Iowa Last Will and Testament
This Last Will and Testament is made in accordance with the laws of the State of Iowa. It reflects my wishes regarding the distribution of my assets and the care of my dependents upon my passing.
1. Personal Information
- Full Name: _____________________________
- Date of Birth: _____________________________
- Address: _____________________________
2. Declaration
I, _____________________________, being of sound mind and body, declare this to be my Last Will and Testament. I revoke any earlier wills and codicils.

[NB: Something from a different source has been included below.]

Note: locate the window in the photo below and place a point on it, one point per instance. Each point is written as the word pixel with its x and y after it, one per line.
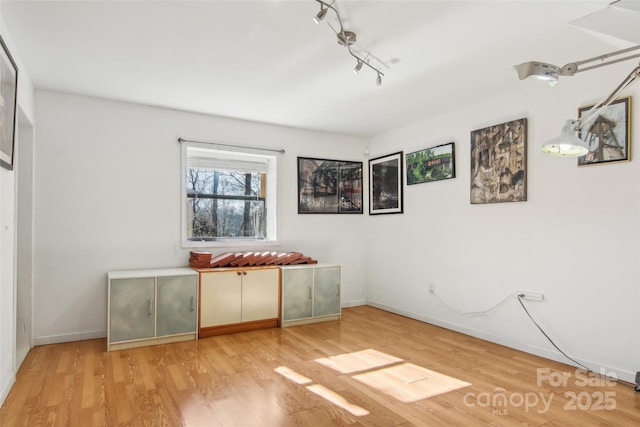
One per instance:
pixel 229 196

3. Appointment of Executor
I appoint _____________________________ as the Executor of my estate. If they are unable or unwilling to serve, I appoint _____________________________ as the alternate Executor.
4. Distribution of Assets
Upon my death, I direct that my assets be distributed as follows:
- To my spouse: _____________________________
- To my children: _____________________________
- To any other beneficiaries: _____________________________
- Specific gifts or bequests: _____________________________
5. Guardianship
If I have minor children at the time of my passing, I designate _____________________________ as their guardian. If this individual is unable or unwilling to serve, I name _____________________________ as the alternate guardian.
6. Witnesses
This will must be signed in the presence of two witnesses, who are at least 18 years old and not beneficiaries of this will.
Signatures
- Testator's Signature: _____________________________
- Date: _____________________________
Witness 1: _____________________________
Date: _____________________________
Witness 2: _____________________________
Date: _____________________________
This document serves as a guide. It is advisable to consult a professional to ensure all legal requirements are met.